Facility Maintenance

How to improve hospital building maintenance [2022 best practices]

Staying on top of hospital building maintenance is challenging. Evaluate these hospital maintenance strategies for your healthcare facilities.


Too often, hospital maintenance teams don’t have the bandwidth to deal with digital transformation and preventative maintenance efforts.

This leaves hospitals at risk of compliance violations, safety issues, and inefficient processes that hurt accreditation and reimbursements. 

Even the top hospital systems face this challenge.

On top of that, hospitals spreading maintenance operations across five to ten disjointed delivery networks and separate solutions struggle to manage work orders, the workforce and preventative maintenance that leads to inefficient and inaccurate data.

Without proper hospital building maintenance programs, critical equipment runs the risk of failing, maintenance personnel are allocated inefficiently, and lack of compliance can incur costly fines and tarnish reputations.

Healthcare maintenance directors and their teams must play catch-up and tend to crises scattered around hospitals, with PM and efficiency at the bottom of the to-do list. 

But hospital maintenance doesn’t have to be a headache.

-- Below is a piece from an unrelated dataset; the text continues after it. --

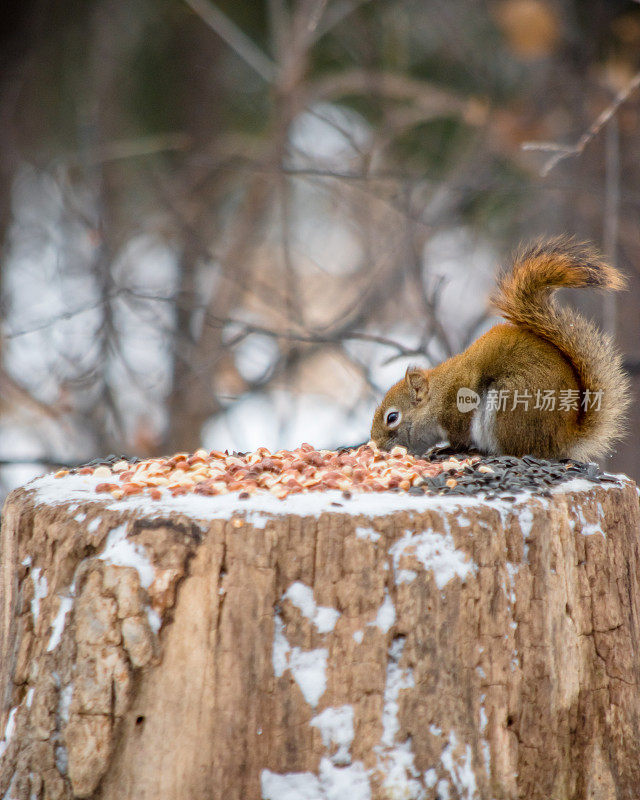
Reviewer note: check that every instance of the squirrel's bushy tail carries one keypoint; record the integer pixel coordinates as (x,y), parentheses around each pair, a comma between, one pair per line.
(524,297)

Let’s cover everything you need to know and how you can develop an effective hospital building maintenance strategy for the future of your facilities. 

The critical need for hospital facilities maintenance 

Implementing a future-proof hospital building maintenance strategy can effectively reduce patient complaints, violations, and asset downtime that’s challenged hospital maintenance managers for decades.

Hospital building maintenance is dependent on extending the utility of your buildings and assets by regularly inspecting, repairing, and maintaining the environment, assets, and appliances within hospital systems. 

Hospital building management teams are responsible for heating, air conditioning, refrigeration, ventilation, and any other assets within your healthcare facilities.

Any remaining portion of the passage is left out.